The good news is that 79 percent of respondents expect their company's investments in customer experience to grow or stay the same this year. Forty-one percent plan to add internal customer experience positions to their payrolls; 37 percent plan to augment internal staff with outside consultants; and another 29 percent expect to hire experience design agencies.
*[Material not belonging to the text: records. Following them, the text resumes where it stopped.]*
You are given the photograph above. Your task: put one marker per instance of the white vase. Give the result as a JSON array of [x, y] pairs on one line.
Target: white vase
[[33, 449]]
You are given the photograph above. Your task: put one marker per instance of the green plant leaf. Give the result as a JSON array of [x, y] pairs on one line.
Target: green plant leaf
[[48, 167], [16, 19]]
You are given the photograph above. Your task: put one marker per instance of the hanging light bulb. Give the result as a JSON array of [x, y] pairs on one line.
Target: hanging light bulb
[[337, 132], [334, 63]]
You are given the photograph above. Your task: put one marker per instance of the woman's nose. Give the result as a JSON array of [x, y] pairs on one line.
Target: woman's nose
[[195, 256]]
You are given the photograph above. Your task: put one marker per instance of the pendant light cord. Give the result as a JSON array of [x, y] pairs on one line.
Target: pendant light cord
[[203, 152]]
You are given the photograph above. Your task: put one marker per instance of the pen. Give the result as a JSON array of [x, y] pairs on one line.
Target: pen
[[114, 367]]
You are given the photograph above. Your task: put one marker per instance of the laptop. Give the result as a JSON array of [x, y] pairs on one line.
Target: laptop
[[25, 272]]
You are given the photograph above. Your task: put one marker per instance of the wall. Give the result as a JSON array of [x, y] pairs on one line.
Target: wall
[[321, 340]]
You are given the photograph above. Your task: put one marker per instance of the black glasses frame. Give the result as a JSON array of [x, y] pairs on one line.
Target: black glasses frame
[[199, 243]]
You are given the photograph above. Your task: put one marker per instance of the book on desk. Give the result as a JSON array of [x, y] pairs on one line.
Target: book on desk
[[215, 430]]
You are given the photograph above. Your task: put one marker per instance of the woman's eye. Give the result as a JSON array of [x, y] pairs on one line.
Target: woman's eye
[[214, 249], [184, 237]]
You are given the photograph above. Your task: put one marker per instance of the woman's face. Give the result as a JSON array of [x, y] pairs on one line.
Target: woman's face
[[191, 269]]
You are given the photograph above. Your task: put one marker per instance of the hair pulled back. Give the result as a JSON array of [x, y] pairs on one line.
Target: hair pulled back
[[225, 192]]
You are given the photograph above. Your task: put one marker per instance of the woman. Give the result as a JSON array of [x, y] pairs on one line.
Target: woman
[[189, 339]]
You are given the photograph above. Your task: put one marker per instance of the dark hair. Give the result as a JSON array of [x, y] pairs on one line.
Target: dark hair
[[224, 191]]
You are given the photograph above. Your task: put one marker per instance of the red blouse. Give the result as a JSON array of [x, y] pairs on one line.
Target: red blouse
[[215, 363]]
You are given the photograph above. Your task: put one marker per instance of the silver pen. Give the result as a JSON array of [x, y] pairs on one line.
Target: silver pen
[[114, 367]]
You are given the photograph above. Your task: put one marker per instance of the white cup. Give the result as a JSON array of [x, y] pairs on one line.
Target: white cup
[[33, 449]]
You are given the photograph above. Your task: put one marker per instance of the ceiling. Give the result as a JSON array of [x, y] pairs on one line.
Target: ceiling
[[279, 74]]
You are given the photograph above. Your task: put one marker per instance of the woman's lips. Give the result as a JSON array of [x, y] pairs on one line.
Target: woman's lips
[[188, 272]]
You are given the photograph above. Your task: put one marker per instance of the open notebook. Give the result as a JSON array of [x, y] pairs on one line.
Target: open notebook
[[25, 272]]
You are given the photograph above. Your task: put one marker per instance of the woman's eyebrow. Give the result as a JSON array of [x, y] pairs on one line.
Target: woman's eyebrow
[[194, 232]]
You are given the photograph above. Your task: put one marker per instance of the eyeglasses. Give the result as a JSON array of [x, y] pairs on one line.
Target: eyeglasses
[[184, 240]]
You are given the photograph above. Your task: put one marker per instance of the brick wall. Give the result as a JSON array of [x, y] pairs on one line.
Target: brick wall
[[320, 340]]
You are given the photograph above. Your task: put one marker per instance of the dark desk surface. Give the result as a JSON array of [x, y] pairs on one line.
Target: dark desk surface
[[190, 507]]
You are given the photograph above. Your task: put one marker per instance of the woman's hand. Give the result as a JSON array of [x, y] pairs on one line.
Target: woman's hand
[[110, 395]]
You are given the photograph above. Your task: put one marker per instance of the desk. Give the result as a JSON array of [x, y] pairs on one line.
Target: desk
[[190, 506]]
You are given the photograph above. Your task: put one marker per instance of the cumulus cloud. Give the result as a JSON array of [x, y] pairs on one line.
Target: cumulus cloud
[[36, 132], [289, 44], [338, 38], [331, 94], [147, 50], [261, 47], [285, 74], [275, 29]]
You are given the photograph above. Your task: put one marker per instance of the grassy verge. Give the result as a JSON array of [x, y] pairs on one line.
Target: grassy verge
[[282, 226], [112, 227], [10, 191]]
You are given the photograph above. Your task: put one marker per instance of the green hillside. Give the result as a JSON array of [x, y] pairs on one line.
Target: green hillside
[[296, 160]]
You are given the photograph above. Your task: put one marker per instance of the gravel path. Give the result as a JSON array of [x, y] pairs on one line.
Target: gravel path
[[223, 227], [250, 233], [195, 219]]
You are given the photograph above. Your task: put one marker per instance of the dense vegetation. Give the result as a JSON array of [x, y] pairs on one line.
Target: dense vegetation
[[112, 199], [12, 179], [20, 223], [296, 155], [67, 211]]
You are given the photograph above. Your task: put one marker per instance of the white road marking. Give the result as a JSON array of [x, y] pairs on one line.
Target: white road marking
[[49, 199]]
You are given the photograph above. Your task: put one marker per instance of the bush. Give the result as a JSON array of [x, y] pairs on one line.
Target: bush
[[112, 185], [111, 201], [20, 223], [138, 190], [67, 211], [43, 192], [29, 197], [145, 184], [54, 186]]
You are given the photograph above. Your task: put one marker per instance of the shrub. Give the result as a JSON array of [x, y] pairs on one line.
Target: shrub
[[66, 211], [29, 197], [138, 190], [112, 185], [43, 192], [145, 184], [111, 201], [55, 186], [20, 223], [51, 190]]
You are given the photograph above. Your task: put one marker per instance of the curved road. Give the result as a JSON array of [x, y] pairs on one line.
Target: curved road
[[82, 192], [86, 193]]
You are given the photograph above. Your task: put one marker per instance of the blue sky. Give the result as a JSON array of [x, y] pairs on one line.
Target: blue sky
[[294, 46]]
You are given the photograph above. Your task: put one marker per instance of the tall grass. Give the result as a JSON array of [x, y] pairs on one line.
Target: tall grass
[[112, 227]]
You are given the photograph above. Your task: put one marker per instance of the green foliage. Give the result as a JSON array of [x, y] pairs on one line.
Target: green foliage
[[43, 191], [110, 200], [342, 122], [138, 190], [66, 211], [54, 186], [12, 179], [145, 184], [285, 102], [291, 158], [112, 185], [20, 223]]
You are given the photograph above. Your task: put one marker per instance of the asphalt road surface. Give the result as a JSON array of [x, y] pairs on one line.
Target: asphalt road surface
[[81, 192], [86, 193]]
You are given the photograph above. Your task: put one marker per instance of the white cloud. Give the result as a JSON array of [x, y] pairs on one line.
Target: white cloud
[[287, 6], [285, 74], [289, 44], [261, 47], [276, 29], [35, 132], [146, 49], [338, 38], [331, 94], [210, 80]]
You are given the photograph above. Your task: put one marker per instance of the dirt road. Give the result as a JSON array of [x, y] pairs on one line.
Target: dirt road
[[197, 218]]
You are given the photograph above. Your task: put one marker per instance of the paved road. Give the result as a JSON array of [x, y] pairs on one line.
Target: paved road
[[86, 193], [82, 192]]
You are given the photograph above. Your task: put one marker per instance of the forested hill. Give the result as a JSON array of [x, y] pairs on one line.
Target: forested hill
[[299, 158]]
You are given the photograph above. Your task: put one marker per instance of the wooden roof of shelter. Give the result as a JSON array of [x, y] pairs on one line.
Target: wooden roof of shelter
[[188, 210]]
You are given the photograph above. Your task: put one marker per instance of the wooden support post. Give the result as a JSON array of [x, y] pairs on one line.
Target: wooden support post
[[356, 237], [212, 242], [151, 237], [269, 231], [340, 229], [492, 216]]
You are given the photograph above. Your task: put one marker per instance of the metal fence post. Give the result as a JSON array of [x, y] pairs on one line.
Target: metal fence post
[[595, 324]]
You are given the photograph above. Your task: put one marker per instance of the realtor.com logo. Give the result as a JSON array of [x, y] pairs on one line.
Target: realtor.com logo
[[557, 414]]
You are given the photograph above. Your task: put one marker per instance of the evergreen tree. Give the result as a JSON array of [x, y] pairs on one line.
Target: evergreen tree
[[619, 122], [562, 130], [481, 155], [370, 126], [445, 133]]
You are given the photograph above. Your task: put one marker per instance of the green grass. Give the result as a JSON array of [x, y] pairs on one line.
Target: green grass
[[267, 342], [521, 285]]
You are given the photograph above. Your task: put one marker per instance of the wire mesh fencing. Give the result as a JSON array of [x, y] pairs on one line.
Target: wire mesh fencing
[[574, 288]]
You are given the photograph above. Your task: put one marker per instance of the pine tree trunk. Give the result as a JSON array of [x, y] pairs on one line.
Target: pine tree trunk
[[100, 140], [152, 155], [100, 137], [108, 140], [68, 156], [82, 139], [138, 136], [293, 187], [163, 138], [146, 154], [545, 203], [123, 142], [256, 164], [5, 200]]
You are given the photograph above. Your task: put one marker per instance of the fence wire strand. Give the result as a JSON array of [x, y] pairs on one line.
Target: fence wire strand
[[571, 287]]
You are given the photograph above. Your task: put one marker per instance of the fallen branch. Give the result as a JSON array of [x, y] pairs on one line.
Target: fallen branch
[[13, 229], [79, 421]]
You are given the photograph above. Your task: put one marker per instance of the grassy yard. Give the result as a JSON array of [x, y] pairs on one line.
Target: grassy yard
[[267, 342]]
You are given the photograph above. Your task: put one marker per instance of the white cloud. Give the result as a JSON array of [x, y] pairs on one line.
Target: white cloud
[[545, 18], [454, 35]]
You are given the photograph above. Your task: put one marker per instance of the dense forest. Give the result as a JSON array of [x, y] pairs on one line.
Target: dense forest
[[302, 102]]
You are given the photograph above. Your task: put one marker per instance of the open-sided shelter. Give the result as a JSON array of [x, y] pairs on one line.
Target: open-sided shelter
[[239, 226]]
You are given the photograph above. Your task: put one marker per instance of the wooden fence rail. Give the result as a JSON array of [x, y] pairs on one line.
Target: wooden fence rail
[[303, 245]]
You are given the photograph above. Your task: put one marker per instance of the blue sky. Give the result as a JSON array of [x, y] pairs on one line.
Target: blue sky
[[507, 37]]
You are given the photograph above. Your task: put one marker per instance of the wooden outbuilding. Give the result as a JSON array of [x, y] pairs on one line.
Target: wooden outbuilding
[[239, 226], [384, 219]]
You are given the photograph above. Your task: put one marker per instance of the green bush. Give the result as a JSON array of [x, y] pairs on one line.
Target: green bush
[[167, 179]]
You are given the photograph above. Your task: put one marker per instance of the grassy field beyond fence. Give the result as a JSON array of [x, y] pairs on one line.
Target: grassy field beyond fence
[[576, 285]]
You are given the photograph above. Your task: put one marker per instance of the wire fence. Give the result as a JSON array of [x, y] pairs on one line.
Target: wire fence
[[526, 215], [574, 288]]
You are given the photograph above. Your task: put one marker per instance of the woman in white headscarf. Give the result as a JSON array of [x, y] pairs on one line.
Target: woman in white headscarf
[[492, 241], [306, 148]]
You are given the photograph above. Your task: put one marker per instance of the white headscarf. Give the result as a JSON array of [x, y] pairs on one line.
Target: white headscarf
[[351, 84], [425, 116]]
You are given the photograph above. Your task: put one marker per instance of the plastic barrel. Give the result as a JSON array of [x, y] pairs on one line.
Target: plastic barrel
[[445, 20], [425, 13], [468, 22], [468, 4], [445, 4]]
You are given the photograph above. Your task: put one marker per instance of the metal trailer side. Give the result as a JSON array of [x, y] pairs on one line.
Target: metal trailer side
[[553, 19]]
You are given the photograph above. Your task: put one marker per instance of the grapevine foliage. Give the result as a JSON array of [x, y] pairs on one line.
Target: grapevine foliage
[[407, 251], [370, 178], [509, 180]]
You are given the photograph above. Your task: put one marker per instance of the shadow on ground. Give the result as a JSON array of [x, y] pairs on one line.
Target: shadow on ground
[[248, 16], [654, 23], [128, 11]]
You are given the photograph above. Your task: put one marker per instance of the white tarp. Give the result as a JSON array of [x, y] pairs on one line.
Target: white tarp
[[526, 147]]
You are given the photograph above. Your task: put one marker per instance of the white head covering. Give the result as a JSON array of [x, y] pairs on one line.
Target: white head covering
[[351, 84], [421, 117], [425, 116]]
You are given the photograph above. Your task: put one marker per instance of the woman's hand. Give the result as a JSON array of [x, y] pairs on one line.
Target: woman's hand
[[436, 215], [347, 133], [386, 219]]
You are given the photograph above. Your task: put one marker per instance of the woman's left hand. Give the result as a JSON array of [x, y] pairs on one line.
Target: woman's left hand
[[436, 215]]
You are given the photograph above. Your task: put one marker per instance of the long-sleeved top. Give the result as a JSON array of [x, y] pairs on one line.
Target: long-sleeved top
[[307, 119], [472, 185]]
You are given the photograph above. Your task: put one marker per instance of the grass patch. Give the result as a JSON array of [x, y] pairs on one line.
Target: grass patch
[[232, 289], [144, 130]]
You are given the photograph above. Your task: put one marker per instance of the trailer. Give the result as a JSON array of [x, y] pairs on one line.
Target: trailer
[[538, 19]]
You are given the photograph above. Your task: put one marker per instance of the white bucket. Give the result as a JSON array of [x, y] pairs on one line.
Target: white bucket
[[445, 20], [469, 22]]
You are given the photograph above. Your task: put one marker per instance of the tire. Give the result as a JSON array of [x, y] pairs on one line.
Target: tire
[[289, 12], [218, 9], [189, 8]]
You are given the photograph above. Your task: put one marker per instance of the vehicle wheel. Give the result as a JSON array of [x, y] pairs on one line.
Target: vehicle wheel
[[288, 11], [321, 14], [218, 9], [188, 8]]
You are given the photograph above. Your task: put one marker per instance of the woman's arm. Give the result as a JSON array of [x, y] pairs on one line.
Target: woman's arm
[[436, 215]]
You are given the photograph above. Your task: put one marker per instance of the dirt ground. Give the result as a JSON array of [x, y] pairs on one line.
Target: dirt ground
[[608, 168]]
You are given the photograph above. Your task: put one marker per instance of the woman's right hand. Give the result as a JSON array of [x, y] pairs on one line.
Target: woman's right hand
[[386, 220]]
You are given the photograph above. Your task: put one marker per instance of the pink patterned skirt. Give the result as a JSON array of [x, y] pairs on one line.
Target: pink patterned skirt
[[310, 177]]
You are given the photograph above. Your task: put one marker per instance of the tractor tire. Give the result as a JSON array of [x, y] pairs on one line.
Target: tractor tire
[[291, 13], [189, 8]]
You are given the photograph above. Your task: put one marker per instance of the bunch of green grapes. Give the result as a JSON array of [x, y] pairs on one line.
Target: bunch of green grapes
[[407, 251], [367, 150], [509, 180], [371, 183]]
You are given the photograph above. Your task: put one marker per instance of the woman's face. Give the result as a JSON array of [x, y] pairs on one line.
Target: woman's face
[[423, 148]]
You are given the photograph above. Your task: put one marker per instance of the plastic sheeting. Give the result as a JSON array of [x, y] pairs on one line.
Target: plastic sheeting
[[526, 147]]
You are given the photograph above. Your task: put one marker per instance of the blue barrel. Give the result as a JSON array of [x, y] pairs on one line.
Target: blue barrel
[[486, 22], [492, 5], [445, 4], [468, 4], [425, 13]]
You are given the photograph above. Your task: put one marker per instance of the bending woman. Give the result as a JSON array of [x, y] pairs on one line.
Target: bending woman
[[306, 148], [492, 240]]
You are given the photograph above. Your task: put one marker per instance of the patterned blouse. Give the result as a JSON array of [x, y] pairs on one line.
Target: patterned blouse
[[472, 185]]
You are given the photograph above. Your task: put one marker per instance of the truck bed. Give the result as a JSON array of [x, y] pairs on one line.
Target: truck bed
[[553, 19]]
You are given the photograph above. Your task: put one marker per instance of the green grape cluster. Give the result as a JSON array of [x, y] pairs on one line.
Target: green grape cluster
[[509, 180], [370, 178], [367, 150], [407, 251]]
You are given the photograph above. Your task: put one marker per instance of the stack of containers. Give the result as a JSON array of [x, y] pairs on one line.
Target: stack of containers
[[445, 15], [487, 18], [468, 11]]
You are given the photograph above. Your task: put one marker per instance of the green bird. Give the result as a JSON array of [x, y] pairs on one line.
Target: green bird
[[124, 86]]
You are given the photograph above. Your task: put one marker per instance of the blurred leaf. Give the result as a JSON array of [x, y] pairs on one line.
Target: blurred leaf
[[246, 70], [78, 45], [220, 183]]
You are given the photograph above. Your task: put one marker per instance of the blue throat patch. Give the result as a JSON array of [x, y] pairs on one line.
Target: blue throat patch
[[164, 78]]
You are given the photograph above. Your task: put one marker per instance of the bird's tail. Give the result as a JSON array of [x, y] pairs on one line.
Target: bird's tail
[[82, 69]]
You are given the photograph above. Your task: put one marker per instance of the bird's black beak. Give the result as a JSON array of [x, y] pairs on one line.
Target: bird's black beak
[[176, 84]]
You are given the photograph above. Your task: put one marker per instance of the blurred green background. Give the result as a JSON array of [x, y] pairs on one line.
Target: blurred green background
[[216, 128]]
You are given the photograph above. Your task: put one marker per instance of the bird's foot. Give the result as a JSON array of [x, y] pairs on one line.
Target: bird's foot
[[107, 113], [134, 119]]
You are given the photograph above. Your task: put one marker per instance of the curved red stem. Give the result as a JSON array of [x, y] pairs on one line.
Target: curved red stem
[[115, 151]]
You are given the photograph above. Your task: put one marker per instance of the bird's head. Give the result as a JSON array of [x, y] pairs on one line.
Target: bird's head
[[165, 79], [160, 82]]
Among technologies where investment is expected to occur, the report notes that companies plan to spend money on the following:

  • CRM tools: 44 percent;
  • social media monitoring software: 44 percent;
  • customer data integration: 43 percent;
  • behavioral Web analytics: 37 percent;
  • enterprise feedback management: 29 percent;
  • text or speech analytics: 24 percent;
  • Web site session recording and playback: 21 percent;
  • call center equipment upgrades: 19 percent; and
  • agent desktop platforms: 7 percent.

And while the report notes the value of benchmarking performance against that of competitors and industry leaders, Burns says company customer experience leaders "shouldn't just blindly follow the pack." Instead, she says they should be prepared to model the unique effect customer experience has on key business metrics, like loyalty, sales, service, and revenue, and then use those models to define what's needed to prevent customer churn. Then they should match current strategies with existing financial realities.

"They should map the firm's CX [customer experience] ecosystem to help employees see where they fit into the broader CX delivery system," Burns notes. "Finally, they should use the ecosystem map to help managers at all levels tailor customer insights, task design, standards, success metrics, and rewards to make them relevant and meaningful to employees based on their role in the ecosystem as a whole."